Ramsond RMM3 Review
The Quick Answer
Two thumbs up, five stars or something that means this tool works great and is a good value when compared to brands with name recognition. If you want more details, keep reading.
I bought my Ramsond RMM3 off Ebay for just over $200 including shipping. I'd have to spend about that much if I rented one for 4-5 days.
The Real World
April 14th, 2007
In about a month I'll be putting down about 1,000 sq. ft. of bamboo floor. I'll update this page and let you know how it goes. There isn't a lot of info out there on these Ramsond nailers so I thought I'd put up the page I hoped to find.
May 12th, 2007
Yesterday I used the RMM3 to staple down two small samples of bamboo floor. The staples I used were Bostitch BCS1512 (1.5" long, 15.5 guage, 1/2" crown).

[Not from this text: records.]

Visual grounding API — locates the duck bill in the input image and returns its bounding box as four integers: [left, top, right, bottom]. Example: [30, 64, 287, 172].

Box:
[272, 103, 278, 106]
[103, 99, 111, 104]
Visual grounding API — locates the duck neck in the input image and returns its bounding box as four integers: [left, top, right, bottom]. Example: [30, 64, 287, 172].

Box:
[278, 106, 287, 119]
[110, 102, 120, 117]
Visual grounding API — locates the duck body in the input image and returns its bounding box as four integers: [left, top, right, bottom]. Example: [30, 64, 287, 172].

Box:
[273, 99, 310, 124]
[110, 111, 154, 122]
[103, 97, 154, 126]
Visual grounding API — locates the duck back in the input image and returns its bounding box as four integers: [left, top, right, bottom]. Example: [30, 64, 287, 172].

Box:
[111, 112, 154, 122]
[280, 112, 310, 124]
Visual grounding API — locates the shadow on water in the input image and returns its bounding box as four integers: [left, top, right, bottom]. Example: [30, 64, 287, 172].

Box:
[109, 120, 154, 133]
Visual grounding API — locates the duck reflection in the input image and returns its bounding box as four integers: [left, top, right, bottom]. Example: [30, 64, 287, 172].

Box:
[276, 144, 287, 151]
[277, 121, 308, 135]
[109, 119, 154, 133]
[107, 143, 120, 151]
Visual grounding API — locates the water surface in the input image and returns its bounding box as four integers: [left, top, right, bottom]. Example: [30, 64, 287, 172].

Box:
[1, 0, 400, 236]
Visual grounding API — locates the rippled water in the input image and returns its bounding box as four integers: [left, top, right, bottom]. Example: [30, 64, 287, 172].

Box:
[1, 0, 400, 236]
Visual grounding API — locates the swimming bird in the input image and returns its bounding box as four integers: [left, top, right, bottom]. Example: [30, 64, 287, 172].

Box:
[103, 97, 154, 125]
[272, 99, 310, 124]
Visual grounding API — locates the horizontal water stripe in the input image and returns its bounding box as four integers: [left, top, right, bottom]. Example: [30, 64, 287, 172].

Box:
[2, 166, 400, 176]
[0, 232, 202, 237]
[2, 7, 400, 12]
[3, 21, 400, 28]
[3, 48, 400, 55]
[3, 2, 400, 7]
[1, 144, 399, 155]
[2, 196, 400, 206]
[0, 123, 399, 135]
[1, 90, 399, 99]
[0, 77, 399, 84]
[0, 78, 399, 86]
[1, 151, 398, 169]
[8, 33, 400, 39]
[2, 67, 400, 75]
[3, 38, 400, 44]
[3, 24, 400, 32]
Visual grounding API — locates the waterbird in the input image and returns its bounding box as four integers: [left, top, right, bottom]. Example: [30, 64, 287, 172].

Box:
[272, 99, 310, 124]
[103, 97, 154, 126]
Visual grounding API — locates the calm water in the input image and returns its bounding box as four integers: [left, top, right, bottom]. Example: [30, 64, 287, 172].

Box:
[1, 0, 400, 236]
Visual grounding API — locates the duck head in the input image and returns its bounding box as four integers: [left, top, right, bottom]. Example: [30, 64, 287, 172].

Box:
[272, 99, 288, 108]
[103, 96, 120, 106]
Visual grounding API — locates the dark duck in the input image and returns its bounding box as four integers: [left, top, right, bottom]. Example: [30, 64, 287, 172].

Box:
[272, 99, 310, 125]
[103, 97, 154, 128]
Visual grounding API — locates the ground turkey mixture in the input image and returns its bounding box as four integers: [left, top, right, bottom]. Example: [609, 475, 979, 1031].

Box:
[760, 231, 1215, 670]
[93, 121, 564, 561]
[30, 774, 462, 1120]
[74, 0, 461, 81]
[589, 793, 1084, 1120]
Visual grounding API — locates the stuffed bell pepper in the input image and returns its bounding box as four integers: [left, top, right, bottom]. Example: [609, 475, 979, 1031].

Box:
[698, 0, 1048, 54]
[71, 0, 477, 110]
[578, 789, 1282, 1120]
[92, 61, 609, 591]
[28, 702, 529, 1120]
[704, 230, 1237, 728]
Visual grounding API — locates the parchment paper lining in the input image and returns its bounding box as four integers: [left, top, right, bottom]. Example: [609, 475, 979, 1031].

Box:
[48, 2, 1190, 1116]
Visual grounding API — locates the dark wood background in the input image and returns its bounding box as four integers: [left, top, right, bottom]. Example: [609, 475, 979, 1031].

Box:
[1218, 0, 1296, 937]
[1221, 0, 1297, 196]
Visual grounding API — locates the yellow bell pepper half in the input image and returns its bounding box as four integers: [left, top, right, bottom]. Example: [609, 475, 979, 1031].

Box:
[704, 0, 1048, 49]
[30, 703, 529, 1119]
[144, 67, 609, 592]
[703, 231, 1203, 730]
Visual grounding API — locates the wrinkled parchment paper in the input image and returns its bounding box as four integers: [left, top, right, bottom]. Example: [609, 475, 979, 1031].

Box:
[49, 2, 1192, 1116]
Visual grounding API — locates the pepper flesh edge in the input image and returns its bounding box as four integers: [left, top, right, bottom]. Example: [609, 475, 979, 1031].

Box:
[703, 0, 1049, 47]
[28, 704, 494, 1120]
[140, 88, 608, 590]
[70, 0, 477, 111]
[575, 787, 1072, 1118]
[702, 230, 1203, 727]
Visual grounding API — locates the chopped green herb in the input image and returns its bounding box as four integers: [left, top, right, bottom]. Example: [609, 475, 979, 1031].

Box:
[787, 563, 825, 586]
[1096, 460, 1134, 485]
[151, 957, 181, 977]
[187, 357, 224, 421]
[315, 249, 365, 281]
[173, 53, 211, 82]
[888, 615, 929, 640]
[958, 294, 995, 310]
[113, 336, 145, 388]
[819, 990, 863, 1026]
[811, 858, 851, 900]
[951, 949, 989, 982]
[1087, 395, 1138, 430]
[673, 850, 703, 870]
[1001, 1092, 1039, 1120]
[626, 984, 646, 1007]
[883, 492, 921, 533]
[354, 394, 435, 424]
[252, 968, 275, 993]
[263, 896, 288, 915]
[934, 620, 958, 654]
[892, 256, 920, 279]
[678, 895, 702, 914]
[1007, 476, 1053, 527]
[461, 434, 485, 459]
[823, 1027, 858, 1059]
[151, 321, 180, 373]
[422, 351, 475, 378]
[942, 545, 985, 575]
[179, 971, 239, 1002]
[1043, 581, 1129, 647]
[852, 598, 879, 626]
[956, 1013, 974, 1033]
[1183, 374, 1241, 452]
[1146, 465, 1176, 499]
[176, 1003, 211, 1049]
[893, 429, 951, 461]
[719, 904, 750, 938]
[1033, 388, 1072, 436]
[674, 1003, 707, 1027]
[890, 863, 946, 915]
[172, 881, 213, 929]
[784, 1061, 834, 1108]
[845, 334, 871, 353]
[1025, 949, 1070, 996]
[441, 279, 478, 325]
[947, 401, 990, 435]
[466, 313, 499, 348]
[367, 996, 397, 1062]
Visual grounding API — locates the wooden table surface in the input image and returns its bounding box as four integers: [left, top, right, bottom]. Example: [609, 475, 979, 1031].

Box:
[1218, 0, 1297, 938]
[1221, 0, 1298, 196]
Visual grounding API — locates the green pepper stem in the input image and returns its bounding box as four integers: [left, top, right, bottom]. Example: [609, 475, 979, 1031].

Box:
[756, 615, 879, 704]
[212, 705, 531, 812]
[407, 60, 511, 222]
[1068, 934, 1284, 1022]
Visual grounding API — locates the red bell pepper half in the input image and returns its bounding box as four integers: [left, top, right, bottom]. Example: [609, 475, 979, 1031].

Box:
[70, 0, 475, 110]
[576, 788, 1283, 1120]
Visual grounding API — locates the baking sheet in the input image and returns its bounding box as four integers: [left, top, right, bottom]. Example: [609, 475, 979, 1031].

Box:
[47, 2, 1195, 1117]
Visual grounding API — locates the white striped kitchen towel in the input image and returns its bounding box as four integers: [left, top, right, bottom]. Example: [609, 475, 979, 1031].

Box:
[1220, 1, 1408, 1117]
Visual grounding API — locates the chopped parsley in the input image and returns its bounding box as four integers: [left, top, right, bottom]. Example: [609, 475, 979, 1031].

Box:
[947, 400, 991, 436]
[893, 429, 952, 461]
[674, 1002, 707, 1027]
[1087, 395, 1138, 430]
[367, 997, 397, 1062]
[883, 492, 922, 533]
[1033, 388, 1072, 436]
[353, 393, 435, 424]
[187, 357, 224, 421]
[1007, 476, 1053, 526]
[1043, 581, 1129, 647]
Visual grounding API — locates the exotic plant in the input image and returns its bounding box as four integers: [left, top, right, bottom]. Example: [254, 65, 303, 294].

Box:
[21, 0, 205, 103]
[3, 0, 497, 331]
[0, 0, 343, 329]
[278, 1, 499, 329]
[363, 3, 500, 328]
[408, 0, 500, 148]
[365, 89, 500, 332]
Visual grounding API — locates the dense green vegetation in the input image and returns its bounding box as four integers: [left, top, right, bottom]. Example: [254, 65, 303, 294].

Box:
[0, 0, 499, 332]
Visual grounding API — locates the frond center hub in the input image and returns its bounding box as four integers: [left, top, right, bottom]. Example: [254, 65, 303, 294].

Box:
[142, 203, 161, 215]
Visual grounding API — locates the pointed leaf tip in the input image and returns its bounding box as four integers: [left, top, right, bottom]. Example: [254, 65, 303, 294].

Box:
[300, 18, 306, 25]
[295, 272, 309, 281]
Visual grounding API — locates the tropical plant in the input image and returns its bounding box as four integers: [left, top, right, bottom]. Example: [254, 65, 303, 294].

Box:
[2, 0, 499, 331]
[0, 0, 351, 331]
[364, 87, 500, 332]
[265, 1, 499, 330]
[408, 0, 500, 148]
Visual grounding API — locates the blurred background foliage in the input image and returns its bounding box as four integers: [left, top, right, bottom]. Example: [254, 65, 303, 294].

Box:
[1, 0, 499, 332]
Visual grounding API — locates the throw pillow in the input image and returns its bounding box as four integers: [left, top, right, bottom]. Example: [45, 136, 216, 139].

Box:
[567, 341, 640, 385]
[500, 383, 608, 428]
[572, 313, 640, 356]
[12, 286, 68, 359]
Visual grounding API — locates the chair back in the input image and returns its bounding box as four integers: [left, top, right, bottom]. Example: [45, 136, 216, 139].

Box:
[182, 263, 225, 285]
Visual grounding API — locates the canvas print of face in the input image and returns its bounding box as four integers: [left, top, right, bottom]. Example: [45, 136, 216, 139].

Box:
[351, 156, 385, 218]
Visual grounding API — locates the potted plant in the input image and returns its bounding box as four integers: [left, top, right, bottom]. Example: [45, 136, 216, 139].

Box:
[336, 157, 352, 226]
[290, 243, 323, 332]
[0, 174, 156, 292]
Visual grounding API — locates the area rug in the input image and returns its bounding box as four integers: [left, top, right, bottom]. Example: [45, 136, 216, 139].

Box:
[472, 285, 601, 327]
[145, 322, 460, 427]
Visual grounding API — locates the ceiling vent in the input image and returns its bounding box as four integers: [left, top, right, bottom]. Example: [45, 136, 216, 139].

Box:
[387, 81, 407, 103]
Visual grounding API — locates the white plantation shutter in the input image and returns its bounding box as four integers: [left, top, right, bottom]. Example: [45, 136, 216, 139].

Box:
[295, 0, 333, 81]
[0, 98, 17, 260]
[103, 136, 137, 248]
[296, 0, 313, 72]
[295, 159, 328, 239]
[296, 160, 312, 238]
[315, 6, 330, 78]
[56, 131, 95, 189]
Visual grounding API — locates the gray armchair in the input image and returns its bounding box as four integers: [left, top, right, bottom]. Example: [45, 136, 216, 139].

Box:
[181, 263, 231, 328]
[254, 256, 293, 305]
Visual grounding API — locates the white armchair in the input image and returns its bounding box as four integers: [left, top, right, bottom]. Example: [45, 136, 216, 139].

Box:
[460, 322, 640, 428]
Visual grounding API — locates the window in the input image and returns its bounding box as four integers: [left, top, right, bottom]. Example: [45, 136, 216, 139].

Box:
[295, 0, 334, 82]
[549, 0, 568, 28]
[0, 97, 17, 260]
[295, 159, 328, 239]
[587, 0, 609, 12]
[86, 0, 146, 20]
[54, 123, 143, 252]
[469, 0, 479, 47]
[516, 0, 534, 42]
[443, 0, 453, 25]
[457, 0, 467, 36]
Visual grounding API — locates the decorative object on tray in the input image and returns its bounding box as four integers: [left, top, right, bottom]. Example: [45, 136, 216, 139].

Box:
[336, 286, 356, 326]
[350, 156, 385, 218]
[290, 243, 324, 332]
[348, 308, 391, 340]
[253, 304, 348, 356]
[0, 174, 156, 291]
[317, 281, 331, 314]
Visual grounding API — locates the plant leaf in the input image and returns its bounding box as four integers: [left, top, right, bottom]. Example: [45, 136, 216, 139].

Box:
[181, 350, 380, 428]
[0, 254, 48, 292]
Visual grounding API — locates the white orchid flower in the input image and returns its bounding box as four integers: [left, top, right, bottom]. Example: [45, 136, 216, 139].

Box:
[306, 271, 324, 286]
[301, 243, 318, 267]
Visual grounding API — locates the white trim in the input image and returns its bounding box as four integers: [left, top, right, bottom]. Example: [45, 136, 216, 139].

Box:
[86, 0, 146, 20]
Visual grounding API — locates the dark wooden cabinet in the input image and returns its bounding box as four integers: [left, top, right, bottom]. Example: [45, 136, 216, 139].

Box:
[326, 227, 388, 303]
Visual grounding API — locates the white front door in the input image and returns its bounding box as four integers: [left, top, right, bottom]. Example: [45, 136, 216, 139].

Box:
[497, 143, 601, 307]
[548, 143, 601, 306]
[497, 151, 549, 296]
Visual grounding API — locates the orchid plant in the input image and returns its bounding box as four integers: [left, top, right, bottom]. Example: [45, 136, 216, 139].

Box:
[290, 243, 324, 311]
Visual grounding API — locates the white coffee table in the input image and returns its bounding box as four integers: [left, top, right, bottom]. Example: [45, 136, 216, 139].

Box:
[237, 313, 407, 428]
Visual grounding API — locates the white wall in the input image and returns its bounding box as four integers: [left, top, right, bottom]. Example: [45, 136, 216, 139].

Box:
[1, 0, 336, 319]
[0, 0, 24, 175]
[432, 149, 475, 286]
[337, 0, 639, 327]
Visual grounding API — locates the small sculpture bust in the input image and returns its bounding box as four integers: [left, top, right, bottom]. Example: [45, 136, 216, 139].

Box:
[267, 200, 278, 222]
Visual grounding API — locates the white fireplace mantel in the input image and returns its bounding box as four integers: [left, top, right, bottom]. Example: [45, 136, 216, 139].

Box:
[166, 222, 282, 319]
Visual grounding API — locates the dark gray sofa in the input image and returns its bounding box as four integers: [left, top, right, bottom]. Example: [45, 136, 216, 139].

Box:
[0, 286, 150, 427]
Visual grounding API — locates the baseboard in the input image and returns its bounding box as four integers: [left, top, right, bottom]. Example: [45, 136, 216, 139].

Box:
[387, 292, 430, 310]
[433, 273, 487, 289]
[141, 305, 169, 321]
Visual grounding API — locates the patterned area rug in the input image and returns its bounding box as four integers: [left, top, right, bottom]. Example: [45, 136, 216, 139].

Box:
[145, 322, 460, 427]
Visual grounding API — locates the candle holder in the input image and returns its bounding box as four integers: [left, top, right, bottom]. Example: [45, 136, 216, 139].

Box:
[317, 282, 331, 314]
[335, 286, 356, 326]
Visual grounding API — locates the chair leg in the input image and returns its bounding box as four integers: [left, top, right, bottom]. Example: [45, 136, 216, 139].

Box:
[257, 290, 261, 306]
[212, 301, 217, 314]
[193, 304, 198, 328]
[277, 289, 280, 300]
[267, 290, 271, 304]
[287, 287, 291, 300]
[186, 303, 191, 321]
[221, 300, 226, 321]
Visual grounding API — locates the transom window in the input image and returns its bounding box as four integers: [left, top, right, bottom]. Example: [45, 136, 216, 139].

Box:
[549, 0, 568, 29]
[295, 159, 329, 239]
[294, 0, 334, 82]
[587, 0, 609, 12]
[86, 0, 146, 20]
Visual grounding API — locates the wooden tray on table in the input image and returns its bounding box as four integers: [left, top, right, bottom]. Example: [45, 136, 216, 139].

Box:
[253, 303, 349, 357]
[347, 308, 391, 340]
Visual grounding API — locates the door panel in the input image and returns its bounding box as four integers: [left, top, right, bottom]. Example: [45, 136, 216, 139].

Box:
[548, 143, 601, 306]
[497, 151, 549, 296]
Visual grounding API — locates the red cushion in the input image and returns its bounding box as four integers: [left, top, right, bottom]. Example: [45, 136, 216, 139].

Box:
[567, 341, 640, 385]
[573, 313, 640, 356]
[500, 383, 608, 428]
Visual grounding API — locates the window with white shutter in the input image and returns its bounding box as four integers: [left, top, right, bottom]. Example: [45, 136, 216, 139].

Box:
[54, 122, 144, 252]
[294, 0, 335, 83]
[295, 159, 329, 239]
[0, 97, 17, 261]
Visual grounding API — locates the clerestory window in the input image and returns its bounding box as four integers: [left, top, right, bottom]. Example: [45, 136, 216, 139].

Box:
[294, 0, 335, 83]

My only complaint is with the shoes that are provided. Neither shoe works well for 5/8" flooring. (Maybe my 5/8" bamboo isn't normal.) I'll try adding some thin washers under the shoe, one on each of the four screws that hold it on. With a slightly thicker shoe I think the gun would side right to where it needs to be for a good shot. As it is now the shoe doesn't hold the gun far enough off the floor. Part of the gun hits the edge of the tounge and has to ride up over the tounge before it hits the edge of the floor. I'm no flooring expert, but it doesn't seem good for it to bump up to the floor in a position where it is really close to right, but not quite there. I've been thinking of trying "The Original Nailer Shoe".
July 12th, 2007
I'm still waiting for my drywall guys to finish touching up my walls so I can paint and finally get to the floors. I'm more excited to find out how this gun is than you are!
July 25th, 2007
I've put down about 150 sqft of flooring so far. The few times I've ended up with a staple in the wrong place had (much) more to do with the operator than the RMM3. Twice it only put a staple in about half way. I think that was because I didn't hit it hard enough with the mallet. I'm running at 60 psi to get the staples into the bamboo floor and OSB sub-floor.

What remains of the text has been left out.